It began simply. My friend Bob ate two baskets of Norris Fries (note: Norris Fries are fries from Norris). That was an unprecedented feat. Telephone calls were made. Beads of sweat on his forehead were wiped by perfumed handkerchiefs.

Seeing the look of intense satisfaction on his face, I decided to top him. I ate three boxes of Cap’n Crunch. Of course, that included the boxes, and the plastic whistles. I saved the UPCs.

Bob upped the ante considerably by attending a magic show at a grade-school library and eating one hundred doves that flew out of the magician’s cape. The children squealed with delight, but were disappointed when the magician ran out of doves. Suggestions that Bob eat him as well went unheeded. Instead, a post-pubescent 6-year-old named Hank ate him.

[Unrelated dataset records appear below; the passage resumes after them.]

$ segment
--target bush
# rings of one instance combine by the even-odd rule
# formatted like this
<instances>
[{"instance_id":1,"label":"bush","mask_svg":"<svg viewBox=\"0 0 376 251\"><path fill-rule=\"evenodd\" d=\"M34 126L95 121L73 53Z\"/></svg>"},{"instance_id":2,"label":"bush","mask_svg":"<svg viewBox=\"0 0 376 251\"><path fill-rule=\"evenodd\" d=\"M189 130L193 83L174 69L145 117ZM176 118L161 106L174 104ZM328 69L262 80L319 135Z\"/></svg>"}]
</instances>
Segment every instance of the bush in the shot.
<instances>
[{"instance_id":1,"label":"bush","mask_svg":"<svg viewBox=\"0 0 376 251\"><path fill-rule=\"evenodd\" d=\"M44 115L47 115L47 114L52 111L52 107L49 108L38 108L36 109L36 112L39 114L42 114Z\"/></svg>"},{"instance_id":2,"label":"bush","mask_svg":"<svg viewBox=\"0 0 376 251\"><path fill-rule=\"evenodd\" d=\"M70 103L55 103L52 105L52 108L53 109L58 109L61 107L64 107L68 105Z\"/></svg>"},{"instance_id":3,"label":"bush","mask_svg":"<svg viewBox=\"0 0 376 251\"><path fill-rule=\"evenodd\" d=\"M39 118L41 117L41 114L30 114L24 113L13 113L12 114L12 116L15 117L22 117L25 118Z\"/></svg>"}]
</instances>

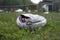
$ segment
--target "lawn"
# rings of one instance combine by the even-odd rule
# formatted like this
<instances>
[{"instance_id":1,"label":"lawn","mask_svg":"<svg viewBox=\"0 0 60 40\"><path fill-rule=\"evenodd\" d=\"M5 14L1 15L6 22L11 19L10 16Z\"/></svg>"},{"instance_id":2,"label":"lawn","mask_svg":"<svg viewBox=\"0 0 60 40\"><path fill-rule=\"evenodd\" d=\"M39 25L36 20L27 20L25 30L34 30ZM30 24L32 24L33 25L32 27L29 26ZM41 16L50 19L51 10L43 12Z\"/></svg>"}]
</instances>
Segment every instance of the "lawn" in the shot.
<instances>
[{"instance_id":1,"label":"lawn","mask_svg":"<svg viewBox=\"0 0 60 40\"><path fill-rule=\"evenodd\" d=\"M0 13L0 40L60 40L60 13L44 14L36 12L47 19L47 25L36 31L20 30L16 19L20 13Z\"/></svg>"}]
</instances>

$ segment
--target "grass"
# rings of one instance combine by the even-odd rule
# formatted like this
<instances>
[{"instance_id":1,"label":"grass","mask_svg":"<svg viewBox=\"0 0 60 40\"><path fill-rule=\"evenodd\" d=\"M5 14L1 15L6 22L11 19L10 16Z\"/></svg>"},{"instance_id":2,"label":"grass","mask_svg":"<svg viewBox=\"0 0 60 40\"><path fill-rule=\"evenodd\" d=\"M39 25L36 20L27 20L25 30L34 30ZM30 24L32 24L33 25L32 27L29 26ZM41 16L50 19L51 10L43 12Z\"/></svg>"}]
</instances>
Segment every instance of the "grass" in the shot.
<instances>
[{"instance_id":1,"label":"grass","mask_svg":"<svg viewBox=\"0 0 60 40\"><path fill-rule=\"evenodd\" d=\"M47 25L36 31L26 32L16 24L20 13L0 13L0 40L60 40L60 13L37 14L46 17Z\"/></svg>"}]
</instances>

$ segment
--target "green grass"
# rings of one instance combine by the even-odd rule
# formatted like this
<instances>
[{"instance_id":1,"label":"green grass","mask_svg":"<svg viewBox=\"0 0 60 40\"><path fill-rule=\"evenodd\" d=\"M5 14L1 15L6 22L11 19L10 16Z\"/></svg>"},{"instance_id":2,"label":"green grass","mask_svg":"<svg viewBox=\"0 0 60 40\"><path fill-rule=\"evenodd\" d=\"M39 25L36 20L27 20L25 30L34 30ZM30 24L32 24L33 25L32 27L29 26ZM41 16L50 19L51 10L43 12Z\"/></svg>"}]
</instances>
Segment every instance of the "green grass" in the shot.
<instances>
[{"instance_id":1,"label":"green grass","mask_svg":"<svg viewBox=\"0 0 60 40\"><path fill-rule=\"evenodd\" d=\"M16 24L20 13L0 13L0 40L60 40L60 13L37 14L46 17L47 25L36 31L26 32Z\"/></svg>"}]
</instances>

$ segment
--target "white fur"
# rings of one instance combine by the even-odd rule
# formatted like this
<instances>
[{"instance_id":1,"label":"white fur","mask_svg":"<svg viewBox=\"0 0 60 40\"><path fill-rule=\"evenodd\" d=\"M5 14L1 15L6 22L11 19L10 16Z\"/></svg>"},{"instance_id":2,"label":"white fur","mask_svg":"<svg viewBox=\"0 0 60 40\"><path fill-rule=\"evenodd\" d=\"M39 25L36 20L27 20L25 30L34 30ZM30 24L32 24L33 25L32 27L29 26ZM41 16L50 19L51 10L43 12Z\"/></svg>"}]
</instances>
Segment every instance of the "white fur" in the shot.
<instances>
[{"instance_id":1,"label":"white fur","mask_svg":"<svg viewBox=\"0 0 60 40\"><path fill-rule=\"evenodd\" d=\"M18 17L16 22L17 25L21 28L29 29L31 27L31 29L36 29L39 27L44 27L47 23L47 20L43 16L34 15L34 14L23 14L23 15L30 17L33 23L31 25L27 25L26 23L22 23Z\"/></svg>"}]
</instances>

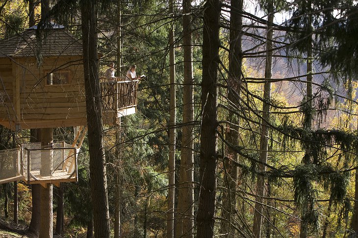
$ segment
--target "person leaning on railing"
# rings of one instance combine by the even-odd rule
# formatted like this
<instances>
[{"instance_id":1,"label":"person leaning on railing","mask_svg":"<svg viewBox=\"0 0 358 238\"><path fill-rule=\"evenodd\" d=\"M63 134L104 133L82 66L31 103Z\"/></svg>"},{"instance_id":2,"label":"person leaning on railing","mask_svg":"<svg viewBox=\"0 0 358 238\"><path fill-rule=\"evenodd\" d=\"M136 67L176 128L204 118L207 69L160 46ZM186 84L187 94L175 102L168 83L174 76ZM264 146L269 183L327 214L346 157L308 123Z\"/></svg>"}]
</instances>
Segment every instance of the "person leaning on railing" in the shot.
<instances>
[{"instance_id":1,"label":"person leaning on railing","mask_svg":"<svg viewBox=\"0 0 358 238\"><path fill-rule=\"evenodd\" d=\"M137 76L137 73L135 72L135 68L136 68L135 65L132 65L130 66L129 70L127 71L127 74L126 75L128 80L133 81L136 79L140 79L140 77Z\"/></svg>"},{"instance_id":2,"label":"person leaning on railing","mask_svg":"<svg viewBox=\"0 0 358 238\"><path fill-rule=\"evenodd\" d=\"M117 81L117 79L114 76L114 72L116 70L114 69L114 63L111 62L109 64L109 68L104 72L104 77L109 80L110 82Z\"/></svg>"}]
</instances>

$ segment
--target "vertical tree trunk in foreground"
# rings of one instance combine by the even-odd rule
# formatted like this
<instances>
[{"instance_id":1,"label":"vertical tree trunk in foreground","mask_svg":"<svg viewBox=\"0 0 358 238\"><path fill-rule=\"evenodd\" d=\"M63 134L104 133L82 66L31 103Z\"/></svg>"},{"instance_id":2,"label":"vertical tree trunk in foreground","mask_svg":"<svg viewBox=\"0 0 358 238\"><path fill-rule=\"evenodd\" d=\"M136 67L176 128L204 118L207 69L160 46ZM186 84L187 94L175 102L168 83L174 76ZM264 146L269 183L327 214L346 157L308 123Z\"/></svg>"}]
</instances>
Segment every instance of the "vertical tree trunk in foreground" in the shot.
<instances>
[{"instance_id":1,"label":"vertical tree trunk in foreground","mask_svg":"<svg viewBox=\"0 0 358 238\"><path fill-rule=\"evenodd\" d=\"M49 148L53 143L52 128L41 129L41 146ZM47 158L52 161L52 158ZM46 161L48 162L48 161ZM41 161L42 165L44 162ZM40 173L48 174L48 168L41 167ZM45 186L46 188L44 186ZM51 238L53 233L53 214L52 212L52 185L45 184L40 187L41 207L40 208L40 233L39 238Z\"/></svg>"},{"instance_id":2,"label":"vertical tree trunk in foreground","mask_svg":"<svg viewBox=\"0 0 358 238\"><path fill-rule=\"evenodd\" d=\"M117 28L117 76L121 76L121 66L122 65L122 9L121 0L117 1L117 20L118 24ZM122 210L122 181L120 174L121 166L120 147L121 131L122 123L119 121L120 126L116 128L116 160L118 161L116 173L116 200L114 208L114 238L121 237L121 211Z\"/></svg>"},{"instance_id":3,"label":"vertical tree trunk in foreground","mask_svg":"<svg viewBox=\"0 0 358 238\"><path fill-rule=\"evenodd\" d=\"M83 68L95 238L109 238L109 213L98 77L97 3L96 0L81 1Z\"/></svg>"},{"instance_id":4,"label":"vertical tree trunk in foreground","mask_svg":"<svg viewBox=\"0 0 358 238\"><path fill-rule=\"evenodd\" d=\"M12 134L12 145L13 147L16 148L16 133ZM14 182L14 222L18 223L18 210L19 209L19 199L18 198L17 181Z\"/></svg>"},{"instance_id":5,"label":"vertical tree trunk in foreground","mask_svg":"<svg viewBox=\"0 0 358 238\"><path fill-rule=\"evenodd\" d=\"M220 1L205 4L203 41L202 127L200 141L199 204L197 216L198 238L213 237L216 192L217 70Z\"/></svg>"},{"instance_id":6,"label":"vertical tree trunk in foreground","mask_svg":"<svg viewBox=\"0 0 358 238\"><path fill-rule=\"evenodd\" d=\"M309 1L310 2L310 1ZM310 5L310 4L309 4ZM311 27L312 22L311 17L308 18L308 26ZM311 31L310 31L311 32ZM306 92L306 103L307 103L307 110L306 115L305 115L305 122L304 127L306 130L310 131L312 130L312 80L313 76L312 75L312 36L310 35L307 38L307 92ZM304 157L303 163L306 165L311 164L313 162L312 161L312 151L309 149L306 149L305 151L305 157ZM309 201L307 202L309 202ZM300 238L307 238L308 235L308 224L307 218L305 217L307 211L307 206L308 204L303 204L301 208L301 228L300 231Z\"/></svg>"},{"instance_id":7,"label":"vertical tree trunk in foreground","mask_svg":"<svg viewBox=\"0 0 358 238\"><path fill-rule=\"evenodd\" d=\"M357 166L358 166L358 144L356 146L357 146L356 148L356 165ZM356 169L355 179L355 188L356 190L354 194L354 209L351 227L352 230L355 233L354 235L357 236L358 235L358 169Z\"/></svg>"},{"instance_id":8,"label":"vertical tree trunk in foreground","mask_svg":"<svg viewBox=\"0 0 358 238\"><path fill-rule=\"evenodd\" d=\"M34 0L28 0L28 25L31 27L35 25L35 2ZM31 129L33 130L33 129Z\"/></svg>"},{"instance_id":9,"label":"vertical tree trunk in foreground","mask_svg":"<svg viewBox=\"0 0 358 238\"><path fill-rule=\"evenodd\" d=\"M173 15L173 0L169 2L169 11ZM170 75L170 116L169 118L169 155L168 167L168 213L167 214L167 237L174 237L174 198L175 192L175 150L177 130L175 124L177 121L176 91L175 87L175 49L174 48L174 29L172 25L169 33L169 65Z\"/></svg>"},{"instance_id":10,"label":"vertical tree trunk in foreground","mask_svg":"<svg viewBox=\"0 0 358 238\"><path fill-rule=\"evenodd\" d=\"M194 136L193 124L193 60L190 11L191 0L183 1L183 42L184 43L184 86L183 87L183 127L180 178L178 185L178 215L176 237L193 237L194 229Z\"/></svg>"},{"instance_id":11,"label":"vertical tree trunk in foreground","mask_svg":"<svg viewBox=\"0 0 358 238\"><path fill-rule=\"evenodd\" d=\"M273 3L271 3L271 4ZM273 5L271 5L268 9L268 25L266 32L266 64L265 65L265 78L271 78L272 77L272 38L273 30L271 26L274 21ZM258 165L258 171L264 172L266 171L266 167L264 165L267 162L268 142L268 126L267 121L270 119L269 100L271 95L271 83L269 81L265 81L264 84L263 100L262 105L262 119L261 124L261 135L260 138L260 158L262 164ZM255 203L255 214L254 215L254 234L256 238L261 237L261 226L262 224L262 213L263 206L261 205L263 202L262 197L265 196L265 177L263 176L257 176L257 195L256 199L257 202Z\"/></svg>"},{"instance_id":12,"label":"vertical tree trunk in foreground","mask_svg":"<svg viewBox=\"0 0 358 238\"><path fill-rule=\"evenodd\" d=\"M56 211L56 233L62 235L64 223L63 216L63 186L60 185L57 189L56 194L57 199L57 208Z\"/></svg>"},{"instance_id":13,"label":"vertical tree trunk in foreground","mask_svg":"<svg viewBox=\"0 0 358 238\"><path fill-rule=\"evenodd\" d=\"M243 9L242 0L231 1L230 13L230 51L229 52L229 78L228 79L228 97L229 107L232 109L229 112L227 124L227 141L235 146L239 142L239 119L235 113L239 107L239 97L241 84L241 65L242 62L242 17L240 12ZM237 162L237 153L230 146L227 146L226 157L229 159L224 161L226 172L224 182L226 189L223 195L222 217L223 220L220 224L220 234L224 238L234 238L235 230L233 225L235 220L235 210L236 208L236 182L238 176L238 168L233 165Z\"/></svg>"}]
</instances>

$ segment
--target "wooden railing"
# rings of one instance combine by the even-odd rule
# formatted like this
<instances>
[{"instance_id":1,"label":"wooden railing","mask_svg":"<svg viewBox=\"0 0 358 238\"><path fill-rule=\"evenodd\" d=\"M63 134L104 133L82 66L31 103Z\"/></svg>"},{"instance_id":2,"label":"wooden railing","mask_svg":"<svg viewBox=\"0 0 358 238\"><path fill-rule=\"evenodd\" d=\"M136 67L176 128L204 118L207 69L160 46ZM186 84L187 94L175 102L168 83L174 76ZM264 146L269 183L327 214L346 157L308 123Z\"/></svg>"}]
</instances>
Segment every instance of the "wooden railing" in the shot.
<instances>
[{"instance_id":1,"label":"wooden railing","mask_svg":"<svg viewBox=\"0 0 358 238\"><path fill-rule=\"evenodd\" d=\"M104 110L117 110L137 105L138 80L118 81L101 79Z\"/></svg>"}]
</instances>

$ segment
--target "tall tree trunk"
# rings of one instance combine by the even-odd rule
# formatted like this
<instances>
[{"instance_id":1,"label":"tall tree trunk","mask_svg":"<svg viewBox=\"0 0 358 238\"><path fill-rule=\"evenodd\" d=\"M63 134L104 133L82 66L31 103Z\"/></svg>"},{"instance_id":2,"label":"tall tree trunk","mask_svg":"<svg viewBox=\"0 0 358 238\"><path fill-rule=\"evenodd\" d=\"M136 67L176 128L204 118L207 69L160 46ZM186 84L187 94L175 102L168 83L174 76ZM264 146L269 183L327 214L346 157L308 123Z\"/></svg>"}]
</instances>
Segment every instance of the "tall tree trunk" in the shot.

I ate the left-field foul pole at a local minor league park. I later felt bad, for its absence might have cost the home team a game that night. Articles blaming me for the team’s defeat appeared in several area newspapers. I, however, contend that the team’s porous defense and absurd conglomerations of facial hair deserve more of the blame. Still, feeling bad, I bought them a new pair of cleats.

Bob ate three baskets of Norris Fries, an unprecedented feat.

I ate all the tuna, causing its extinction. I did so in an entirely dolphin-safe fashion.

Bob ate all the dolphins.

Tiring of the contest, I ate all 500,000 abandoned buildings in Detroit. I suggested to the Detroit city fathers that the acres and acres of vacant land created by my efforts be made into a park, with grass and ponds and picnic tables and cheeseburger trees and barbecue pits and pigs with apples in their mouths. I suggested that this park be named Iron Stomach Park, and that it most definitely not be named after some rich corporation, unless that rich corporation is named Iron Stomach Park (or The Iron Stomach Park Corporation) and is dedicated to the promotion of eating contests world-wide. Detroit’s city fathers will get back to me.

Bob ate a Hawaiian Island. It was not believed to be volcanically active, but his groaning indicates otherwise.

On the sidewalk in front of my home, awaiting me, are four baskets of Norris Fries. Should I die in the attempt, I ask that my body be given to the neighborhood kids, for use as a fort.